Adding rationale for Zvkgs

nibrunie · nibrunie · commit 6d2a88200790 · 2025-11-09T11:00:55.000-08:00
diff --git a/src/rationale.adoc b/src/rationale.adoc
@@ -61,4 +61,15 @@ For implementations with small ELEN (32), supporting Zvbc32e brings ISA support
 Zvbc32e is also useful for implementations with ELEN >= 64, as it allows more efficient implementations of algorithms relying on 32-bit (or less) carryless multiplications.
 Selecting only `Zvbc32e` allows implementations to save area while providing identical performance on those algorithms.
 
-For all implementations, `Zvbc32e` allows better implementations (less instructions and more targeted use of hardware resources) of algorithms relying on 8-bit and 16-bit carryless multiplications (e.g. erasure coding).
+For all implementations, `Zvbc32e` allows better implementations (less instructions and more targeted use of hardware resources) of algorithms relying on 8-bit and 16-bit carryless multiplications (e.g. erasure coding).
+
+
+=== "Zvkgs"  Extension for Vector-Scalar GCM/GHASH
+
+One of the key use cases for the vector instructions `vghsh.vv` and `vgmul.vv` defined in <<Zvkg>> is to speed-up the Galois Counter Mode (GCM) cipher mode for a single encryption/decryption stream by computing the GHASH algorithm for multiple blocks of the same message in parallel (using the same symmetric key).
+The parallel processing accumulates and multiplies multiple blocks of the message by the same power of `H` (`H` is the encryption of `0` by the cipher key).
+The power being equal to the number of blocks processed in parallel.
+The processing completes by reducing the parallel accumulators into a single output tag.
+With `Zvkg` only, a full vector register was required to hold the multiple copies of the power of H.

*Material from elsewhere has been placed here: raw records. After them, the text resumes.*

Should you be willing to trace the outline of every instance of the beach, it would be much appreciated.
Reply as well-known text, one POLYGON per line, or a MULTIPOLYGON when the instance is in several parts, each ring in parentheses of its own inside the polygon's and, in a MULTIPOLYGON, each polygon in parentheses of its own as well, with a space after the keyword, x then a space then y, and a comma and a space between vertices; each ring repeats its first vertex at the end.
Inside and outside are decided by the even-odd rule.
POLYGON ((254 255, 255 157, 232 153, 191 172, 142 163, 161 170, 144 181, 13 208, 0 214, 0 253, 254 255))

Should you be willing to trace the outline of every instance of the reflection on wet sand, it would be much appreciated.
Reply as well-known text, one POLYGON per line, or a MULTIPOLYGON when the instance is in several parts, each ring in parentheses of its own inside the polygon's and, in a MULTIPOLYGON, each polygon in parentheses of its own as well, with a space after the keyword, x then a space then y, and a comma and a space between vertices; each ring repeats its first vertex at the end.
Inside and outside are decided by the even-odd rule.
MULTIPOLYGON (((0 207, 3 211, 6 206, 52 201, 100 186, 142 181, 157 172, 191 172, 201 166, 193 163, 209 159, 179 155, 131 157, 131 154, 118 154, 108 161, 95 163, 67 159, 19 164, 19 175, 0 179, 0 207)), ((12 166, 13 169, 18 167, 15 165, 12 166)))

+`Zvkgs` reduces the size of the vector register group needed for powers of H: it just needs to contain a 128-bit wide element group, freeing some vector registers (The exact number of freed registers depends on VLEN and LMUL).
+This exploits the same scalar element group broadcast mechanism used in other instructions defined in the vector crypto extensions (e.g. `vaesem.vs` from <<Zvkned>>).